Cour de France.fr

Hauptseite / Geschichte und Funktion / Finanzen und territoriale Verwaltung / Moderne Studien / Comptabilité publique et innovation à la fin du Moyen Âge : les institutions (…)

Comptabilité publique et innovation à la fin du Moyen Âge : les institutions princières et l’émergence d’une culture numérique dans un ordre conservateur 

Jean-Baptiste Santamaria

Jean-Baptiste Santamaria, « Comptabilité publique et innovation à la fin du Moyen Âge : les institutions princières et l’émergence d’une culture numérique dans un ordre conservateur », Médiévales, 76, printemps 2019.

Extrait de l’article

« Faut-il dire cette chose honteuse que notre Chambre des comptes attendit au dix-septième siècle pour adopter les chiffres arabes, sans lesquels on ne peut faire le plus simple calcul ? » Si l’amalgame fait par Jules Michelet entre institution de contrôle et archaïsme a encore pu être accepté par Lucien Febvre, pour qui le calcul était assez secondaire dans la formation des gens des comptes, le lien est désormais bien établi entre « l’essor des institutions et l’amélioration des techniques administratives », selon les mots de Jean-Philippe Genet. La relation entre innovation institutionnelle et documentaire peut cependant s’avérer ambivalente dans une période où la novelleté fait figure d’épouvantail politique, et où l’innovation financière n’est guère revendiquée comme telle, mais promeut largement la compétence la plus pointue, faisant du maître des comptes un « expers et cognoissans en fait de compte » : les rapports des experts à l’innovation peuvent être ambigus, allant de l’utilisation de la nouveauté pour dominer à la défense des usages dont ils sont les maîtres.
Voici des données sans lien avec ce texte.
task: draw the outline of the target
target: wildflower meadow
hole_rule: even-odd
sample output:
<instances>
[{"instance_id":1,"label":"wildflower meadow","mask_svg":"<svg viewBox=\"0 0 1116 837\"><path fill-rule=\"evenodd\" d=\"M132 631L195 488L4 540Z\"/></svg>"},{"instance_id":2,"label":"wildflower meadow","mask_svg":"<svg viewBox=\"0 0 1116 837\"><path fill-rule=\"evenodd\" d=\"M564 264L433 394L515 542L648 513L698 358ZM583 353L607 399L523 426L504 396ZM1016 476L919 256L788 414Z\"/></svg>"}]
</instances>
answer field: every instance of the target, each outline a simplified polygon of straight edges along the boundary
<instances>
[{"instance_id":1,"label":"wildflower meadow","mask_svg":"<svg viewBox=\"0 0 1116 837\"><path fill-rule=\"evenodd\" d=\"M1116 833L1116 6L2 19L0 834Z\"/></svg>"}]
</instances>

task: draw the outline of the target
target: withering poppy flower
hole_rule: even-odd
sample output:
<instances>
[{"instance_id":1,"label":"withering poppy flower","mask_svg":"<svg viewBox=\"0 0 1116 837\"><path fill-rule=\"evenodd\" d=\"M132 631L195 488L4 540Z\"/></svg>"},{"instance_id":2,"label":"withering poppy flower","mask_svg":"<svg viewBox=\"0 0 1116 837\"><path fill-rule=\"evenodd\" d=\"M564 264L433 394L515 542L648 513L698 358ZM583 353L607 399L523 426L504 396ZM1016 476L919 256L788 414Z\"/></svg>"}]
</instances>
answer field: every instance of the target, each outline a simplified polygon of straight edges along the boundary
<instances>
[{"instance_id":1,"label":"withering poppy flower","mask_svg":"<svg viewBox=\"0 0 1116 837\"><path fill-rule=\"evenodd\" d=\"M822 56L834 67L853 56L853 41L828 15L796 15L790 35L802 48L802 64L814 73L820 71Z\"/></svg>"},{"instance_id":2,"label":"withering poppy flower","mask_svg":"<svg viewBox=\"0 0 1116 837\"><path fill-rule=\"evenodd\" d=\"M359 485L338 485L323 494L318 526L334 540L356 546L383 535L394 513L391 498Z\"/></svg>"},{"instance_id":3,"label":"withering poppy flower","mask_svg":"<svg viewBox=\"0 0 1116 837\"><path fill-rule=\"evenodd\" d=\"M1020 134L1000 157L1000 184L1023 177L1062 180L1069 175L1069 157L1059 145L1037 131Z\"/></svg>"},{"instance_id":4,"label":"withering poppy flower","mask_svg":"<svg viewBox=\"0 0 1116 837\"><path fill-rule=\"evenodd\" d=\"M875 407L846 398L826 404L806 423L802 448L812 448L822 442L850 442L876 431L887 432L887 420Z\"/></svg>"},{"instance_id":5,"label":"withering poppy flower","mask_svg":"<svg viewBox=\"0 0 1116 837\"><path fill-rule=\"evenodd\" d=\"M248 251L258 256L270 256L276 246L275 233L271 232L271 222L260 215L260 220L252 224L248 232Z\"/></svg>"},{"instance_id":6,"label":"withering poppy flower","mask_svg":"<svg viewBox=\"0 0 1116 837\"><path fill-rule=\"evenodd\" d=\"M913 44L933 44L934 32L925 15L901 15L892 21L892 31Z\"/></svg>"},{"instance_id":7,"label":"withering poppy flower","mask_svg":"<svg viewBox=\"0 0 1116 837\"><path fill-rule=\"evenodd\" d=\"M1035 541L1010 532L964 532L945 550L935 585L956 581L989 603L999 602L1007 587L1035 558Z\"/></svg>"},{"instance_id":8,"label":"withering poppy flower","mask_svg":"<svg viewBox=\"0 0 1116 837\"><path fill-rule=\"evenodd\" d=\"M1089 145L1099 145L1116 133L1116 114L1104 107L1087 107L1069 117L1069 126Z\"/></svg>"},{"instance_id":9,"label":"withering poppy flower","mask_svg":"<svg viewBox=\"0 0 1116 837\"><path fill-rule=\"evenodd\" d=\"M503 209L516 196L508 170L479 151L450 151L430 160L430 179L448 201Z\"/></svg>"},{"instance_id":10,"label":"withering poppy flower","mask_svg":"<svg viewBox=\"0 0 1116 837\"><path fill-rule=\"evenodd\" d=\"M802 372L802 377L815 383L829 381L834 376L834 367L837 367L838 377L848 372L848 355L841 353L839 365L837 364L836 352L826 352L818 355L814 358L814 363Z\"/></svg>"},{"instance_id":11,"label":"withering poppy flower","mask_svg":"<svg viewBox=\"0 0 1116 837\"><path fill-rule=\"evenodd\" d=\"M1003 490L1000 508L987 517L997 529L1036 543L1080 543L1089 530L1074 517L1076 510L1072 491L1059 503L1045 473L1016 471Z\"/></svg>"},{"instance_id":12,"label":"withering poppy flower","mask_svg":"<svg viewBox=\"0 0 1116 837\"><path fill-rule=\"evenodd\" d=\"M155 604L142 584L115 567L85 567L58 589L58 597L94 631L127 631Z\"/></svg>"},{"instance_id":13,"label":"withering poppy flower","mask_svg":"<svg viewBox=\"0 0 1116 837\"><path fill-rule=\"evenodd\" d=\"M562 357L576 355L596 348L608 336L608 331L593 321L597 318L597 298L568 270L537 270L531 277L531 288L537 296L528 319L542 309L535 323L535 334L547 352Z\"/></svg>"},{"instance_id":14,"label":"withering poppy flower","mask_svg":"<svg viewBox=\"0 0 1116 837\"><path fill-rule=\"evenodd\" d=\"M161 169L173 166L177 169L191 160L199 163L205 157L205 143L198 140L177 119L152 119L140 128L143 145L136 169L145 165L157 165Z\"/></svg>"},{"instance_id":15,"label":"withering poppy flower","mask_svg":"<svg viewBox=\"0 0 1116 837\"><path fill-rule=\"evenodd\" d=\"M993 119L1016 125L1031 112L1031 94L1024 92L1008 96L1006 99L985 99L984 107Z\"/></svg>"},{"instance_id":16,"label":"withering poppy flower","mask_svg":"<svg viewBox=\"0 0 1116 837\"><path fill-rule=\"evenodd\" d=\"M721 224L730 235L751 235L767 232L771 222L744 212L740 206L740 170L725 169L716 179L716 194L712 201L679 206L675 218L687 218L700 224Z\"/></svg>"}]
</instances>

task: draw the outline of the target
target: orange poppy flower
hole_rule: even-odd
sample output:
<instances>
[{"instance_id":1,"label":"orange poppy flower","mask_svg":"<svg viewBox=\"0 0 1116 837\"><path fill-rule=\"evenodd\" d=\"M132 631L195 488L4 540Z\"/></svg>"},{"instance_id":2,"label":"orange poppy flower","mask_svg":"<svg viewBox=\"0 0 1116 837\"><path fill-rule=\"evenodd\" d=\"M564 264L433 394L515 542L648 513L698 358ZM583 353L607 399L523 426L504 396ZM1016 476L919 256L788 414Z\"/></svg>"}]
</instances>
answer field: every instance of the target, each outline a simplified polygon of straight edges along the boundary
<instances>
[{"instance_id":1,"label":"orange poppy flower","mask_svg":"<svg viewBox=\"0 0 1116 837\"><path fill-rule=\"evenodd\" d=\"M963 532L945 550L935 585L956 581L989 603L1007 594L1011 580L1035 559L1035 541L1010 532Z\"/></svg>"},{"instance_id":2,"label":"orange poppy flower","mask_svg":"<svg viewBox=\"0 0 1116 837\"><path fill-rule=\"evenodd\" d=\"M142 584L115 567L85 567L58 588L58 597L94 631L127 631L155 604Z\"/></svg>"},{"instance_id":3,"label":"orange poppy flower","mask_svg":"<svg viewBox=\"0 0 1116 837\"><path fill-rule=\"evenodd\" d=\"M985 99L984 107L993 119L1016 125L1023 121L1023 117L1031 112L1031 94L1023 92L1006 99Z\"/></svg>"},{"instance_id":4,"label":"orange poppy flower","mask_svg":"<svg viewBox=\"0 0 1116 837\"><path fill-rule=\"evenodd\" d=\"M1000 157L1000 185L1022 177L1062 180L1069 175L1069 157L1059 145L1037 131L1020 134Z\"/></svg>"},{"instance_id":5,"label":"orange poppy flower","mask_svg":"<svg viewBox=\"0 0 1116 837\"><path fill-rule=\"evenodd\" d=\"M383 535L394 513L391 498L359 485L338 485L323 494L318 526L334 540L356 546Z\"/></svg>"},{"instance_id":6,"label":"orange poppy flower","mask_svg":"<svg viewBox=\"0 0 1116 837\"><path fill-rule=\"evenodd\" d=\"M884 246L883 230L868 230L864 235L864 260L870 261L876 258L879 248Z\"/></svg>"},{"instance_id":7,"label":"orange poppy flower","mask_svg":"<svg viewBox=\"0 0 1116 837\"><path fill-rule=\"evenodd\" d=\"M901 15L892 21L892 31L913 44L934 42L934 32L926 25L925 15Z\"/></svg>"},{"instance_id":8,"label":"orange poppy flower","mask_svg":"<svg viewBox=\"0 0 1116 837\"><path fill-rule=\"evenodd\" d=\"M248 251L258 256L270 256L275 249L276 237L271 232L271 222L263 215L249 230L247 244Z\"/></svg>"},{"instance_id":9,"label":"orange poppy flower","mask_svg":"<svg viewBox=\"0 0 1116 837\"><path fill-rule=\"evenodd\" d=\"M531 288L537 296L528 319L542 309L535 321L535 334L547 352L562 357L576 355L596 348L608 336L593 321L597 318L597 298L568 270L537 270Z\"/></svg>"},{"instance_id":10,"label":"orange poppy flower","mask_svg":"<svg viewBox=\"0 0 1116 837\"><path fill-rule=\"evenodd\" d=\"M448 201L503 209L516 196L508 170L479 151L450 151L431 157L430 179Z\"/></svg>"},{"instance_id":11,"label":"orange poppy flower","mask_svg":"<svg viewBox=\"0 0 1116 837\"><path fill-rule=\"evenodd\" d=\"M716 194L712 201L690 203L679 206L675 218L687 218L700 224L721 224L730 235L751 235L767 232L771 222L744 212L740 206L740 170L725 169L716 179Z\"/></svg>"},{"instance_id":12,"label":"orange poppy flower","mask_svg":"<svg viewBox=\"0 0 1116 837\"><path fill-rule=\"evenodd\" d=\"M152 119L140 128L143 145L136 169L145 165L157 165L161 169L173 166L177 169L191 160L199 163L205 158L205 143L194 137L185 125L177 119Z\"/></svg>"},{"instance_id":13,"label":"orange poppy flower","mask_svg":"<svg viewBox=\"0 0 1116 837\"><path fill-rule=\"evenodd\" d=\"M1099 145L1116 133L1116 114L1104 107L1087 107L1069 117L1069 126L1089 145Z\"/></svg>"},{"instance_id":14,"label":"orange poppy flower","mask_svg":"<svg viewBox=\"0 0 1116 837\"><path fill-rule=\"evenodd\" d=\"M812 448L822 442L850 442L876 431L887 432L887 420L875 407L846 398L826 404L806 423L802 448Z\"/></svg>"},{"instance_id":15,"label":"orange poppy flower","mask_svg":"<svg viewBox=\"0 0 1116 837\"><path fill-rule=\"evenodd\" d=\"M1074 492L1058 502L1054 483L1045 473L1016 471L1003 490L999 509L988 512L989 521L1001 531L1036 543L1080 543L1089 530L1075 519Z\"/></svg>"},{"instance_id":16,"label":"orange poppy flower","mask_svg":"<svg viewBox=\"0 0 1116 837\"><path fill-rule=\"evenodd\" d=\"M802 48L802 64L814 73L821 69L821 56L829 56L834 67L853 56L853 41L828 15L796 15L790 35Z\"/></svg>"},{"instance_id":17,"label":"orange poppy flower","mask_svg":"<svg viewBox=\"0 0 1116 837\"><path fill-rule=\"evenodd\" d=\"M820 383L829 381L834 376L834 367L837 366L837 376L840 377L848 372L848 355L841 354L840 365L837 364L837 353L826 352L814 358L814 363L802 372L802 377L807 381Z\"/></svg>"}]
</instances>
On peut donc s’interroger sur la nature du rapport entre innovation documentaire comptable et processus d’institutionnalisation de l’administration. Par innovation, on entendra la manière dont une réalisation technique nouvelle s’impose dans les usages, phénomène qui peut s’avérer lent et relève souvent bien plus de l’imitation d’usages d’un domaine ou d’un lieu à l’autre que de véritables inventions ; par institutionnalisation, on désignera l’action de transférer les fonctions exercées par des individus à une organisation collective, légitimée, normée par des règles, un processus qui connaît un pic avec la création des Chambres des comptes, en particulier au XIVe siècle. Les effets de cette institutionnalisation sur la documentation nous intéresseront d’ailleurs autant que les effets de l’évolution documentaire sur l’apparition de telles structures. L’analyse partira d’un constat : nombre de changements documentaires se sont faits en amont de ce basculement. Nous en viendrons ensuite aux effets de la mise en place de ces institutions, à leur rôle dans la diffusion de nouvelles pratiques, et enfin à leur attitude parfois hostile à l’innovation.

Bien avant l’essor des Chambres des comptes, c’est au XIIe siècle que la documentation comptable princière émerge, accompagnée de premières institutions : chambre apostolique romaine ; chambre des Renenghes flamande pour laquelle est rédigé le « gros brief » de Flandre ; échiquier et Pipe rolls anglais. Les réformes de Philippe Auguste pour assurer le contrôle financier précèdent d’ailleurs de peu les premiers comptes conservés (1202-1203). Une fois installées dans le paysage, ces institutions enracinent des pratiques documentaires qui se trouvent fossilisées, et peuvent devenir un obstacle à l’innovation. Face aux changements des modes de gestion et de nature des revenus, le « gros brief » de Flandre devient un document inadapté à la réalité financière de la Flandre de la seconde moitié du XIIIe siècle.